Pistoiese, Miro Mati è titolare del vivaio Piante Mati di Pistoia specializzato nella produzione di alberi per giardini privati e verde urbano di tutta Europa e nella realizzazione di giardini. Noto per la competenza vivaistica, lo è anche per la grande creatività personale e per l’approccio intellettuale alle problematiche naturali.
Più facile coglierlo con gli occhi per aria che per terra, anche se è dalla terra che vengono il suo lavoro, la sua passione e le sue considerazioni filosofiche, del tipo “Io mi sento rinascimentale, mi riconosco come toscano, come innovatore, come collezionista di piante”. E non sembri presunzione: nonostante i modi accattivanti e comunicativi, è una persona schiva dai sentimenti raffinati e profondi, che il pudore gli fa nascondere dietro ad una cortina di esuberanti ironie e pirotecnici calembours.
Miro Mati vivaista di Pistoia viaggia con gli occhi al cielo perché gli alberi sono più alti delle altre piante e il suo sguardo è per le creature che coltiva nei 80 ettari dell’azienda fondata ottant’anni fa dal nonno Casimiro, al quale deve tra l’altro, abbreviato, quel suo nome curioso.
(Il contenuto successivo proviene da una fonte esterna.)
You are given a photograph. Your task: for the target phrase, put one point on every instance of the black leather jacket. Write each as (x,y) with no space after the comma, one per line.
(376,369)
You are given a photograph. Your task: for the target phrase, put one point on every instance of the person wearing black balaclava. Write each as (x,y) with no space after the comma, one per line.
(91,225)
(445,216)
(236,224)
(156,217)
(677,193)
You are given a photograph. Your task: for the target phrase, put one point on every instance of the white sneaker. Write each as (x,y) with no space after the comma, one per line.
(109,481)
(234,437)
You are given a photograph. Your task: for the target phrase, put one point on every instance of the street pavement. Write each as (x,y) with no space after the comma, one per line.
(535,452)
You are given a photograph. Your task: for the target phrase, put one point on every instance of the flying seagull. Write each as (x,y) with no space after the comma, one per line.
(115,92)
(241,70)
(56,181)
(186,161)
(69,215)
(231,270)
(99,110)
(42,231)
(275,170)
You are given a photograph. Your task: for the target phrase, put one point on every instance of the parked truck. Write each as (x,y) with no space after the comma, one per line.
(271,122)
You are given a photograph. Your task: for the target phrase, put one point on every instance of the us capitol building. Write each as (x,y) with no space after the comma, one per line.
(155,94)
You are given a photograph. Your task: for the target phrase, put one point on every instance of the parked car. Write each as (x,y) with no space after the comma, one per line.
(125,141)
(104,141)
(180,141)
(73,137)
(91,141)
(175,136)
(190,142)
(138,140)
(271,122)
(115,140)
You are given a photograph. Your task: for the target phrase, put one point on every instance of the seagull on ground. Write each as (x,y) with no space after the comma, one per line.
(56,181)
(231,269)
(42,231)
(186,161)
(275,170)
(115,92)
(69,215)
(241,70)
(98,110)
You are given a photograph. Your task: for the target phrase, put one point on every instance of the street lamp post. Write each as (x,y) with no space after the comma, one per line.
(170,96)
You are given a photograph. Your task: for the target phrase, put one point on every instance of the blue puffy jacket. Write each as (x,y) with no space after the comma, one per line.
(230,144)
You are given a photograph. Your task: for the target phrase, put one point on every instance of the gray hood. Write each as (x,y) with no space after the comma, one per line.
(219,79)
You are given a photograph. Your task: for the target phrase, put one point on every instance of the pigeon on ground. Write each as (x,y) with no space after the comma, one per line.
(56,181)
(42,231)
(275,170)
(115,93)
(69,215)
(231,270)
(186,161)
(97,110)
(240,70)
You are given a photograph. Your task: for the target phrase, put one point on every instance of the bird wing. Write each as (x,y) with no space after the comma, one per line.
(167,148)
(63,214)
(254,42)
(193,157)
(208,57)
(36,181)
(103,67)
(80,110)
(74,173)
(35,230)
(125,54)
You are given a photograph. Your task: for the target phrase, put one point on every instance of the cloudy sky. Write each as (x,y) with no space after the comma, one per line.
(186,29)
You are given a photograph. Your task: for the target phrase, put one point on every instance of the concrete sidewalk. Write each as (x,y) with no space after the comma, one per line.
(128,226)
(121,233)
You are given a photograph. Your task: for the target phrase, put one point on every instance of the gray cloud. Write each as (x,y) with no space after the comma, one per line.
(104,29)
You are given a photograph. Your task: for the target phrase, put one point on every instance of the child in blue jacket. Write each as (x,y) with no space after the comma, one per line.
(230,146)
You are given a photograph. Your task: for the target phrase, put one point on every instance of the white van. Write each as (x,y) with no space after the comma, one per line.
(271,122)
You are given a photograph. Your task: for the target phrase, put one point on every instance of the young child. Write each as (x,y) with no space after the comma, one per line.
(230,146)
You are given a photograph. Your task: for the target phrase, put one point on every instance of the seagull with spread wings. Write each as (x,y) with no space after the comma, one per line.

Degli alberi gli interessa tutto, ma più del resto il portamento, forse perché d’istinto sa cogliere la bellezza dei volumi che le chiome disegnano nello spazio. Ha una predilizione su tutte: le forme fastigiate e assurgenti. Afferma che è per andare incontro alle esigenze delle alberature stradali (le sue piante onorano il verde urbano di Roma e Berlino, Torino e Parigi) e dei giardini così poco spaziosi del nostro tempo. Nella carriera di vivaista ha selezionato e brevettato farnie, robinie, magnolie che mirano in alto con i rami, come lui con lo sguardo e con le idee innovative, che sono la stratificazione del sapere appreso sin da piccolo in famiglia e con gli studi di agraria alle Cascine di Firenze e, allo stesso tempo, ribaltamento delle stesse. Ha inventato il sistema per di proteggere per tempi lunghi il pane di terra degli alberi zollati rivestendolo con la plastica termosaldata (il brevetto si chiama Plant-Plast), ha trovato il modo di coltivare le piante in contenitori ecologici di legno quando ancora non si parlava dei problemi di smaltimento che creano i vasi da vivaio, nel corso delle ricerche che porta avanti con la Facoltà di Agraria di Firenze ha messo a punto vasi con camera rizogena per favorire il radicamento delle piante allevate fuori terra.
Man mano che tre dei suoi cinque figli si impratichivano nell’arte difficile di coltivare alberi di qualità per l’Europa e la moglie Cristina assumeva la direzione amministrativa, lui si è messo sulle difensive per paura di non avere più un ruolo: Andrea, Francesco e Paolo sono giovani dinamici che affrontano il lavoro come una rivoluzione continua di tecniche e di stile e frequentano insieme alle piante l’architettura dei giardini, l’informatica, le lingue. Quando non è in giro per fare consulenze specializzatissime, se ne va nei vivai perché lì, naso all’insù, può bearsi a veder crescere i suoi alberi e a fiutare il carattere speciale di un esemplare nato da seme, come la luminosa Magnolia grandiflora gallisoniensis dalla pagina inferiore dorata, che lui ha chiamato “Bionda”. Ci va quando li tirano su dalla piena terra (ogni anno 15.000 grandi esemplari più altri 40.000 ai primi anni di crescita) perché si sente come uno scultore nel momento in cui le sue opere in divenire lo abbandonano per andare a far bella mostra nelle allées della Défense parigina, nel Parco Nord di Milano o nel giardino toscano di Sting.
Miro Mati abbassa con piacere gli occhi solo per coccolare i cinque nipotini, per curare il suo giardino privato o per dedicarsi alla scrittura. Ha appena terminato al computer un libro che si chiama “Piantare alberi”, sottotitolo “La tutela delle piante in natura e le circostanze che rendono possibile una loro profiqua esistenza nell’ambiente urbano e nel paesaggio” e già sta pensando al prossimo che sarà autobiografico perché, dice, “mi sento provenire dal fiume”.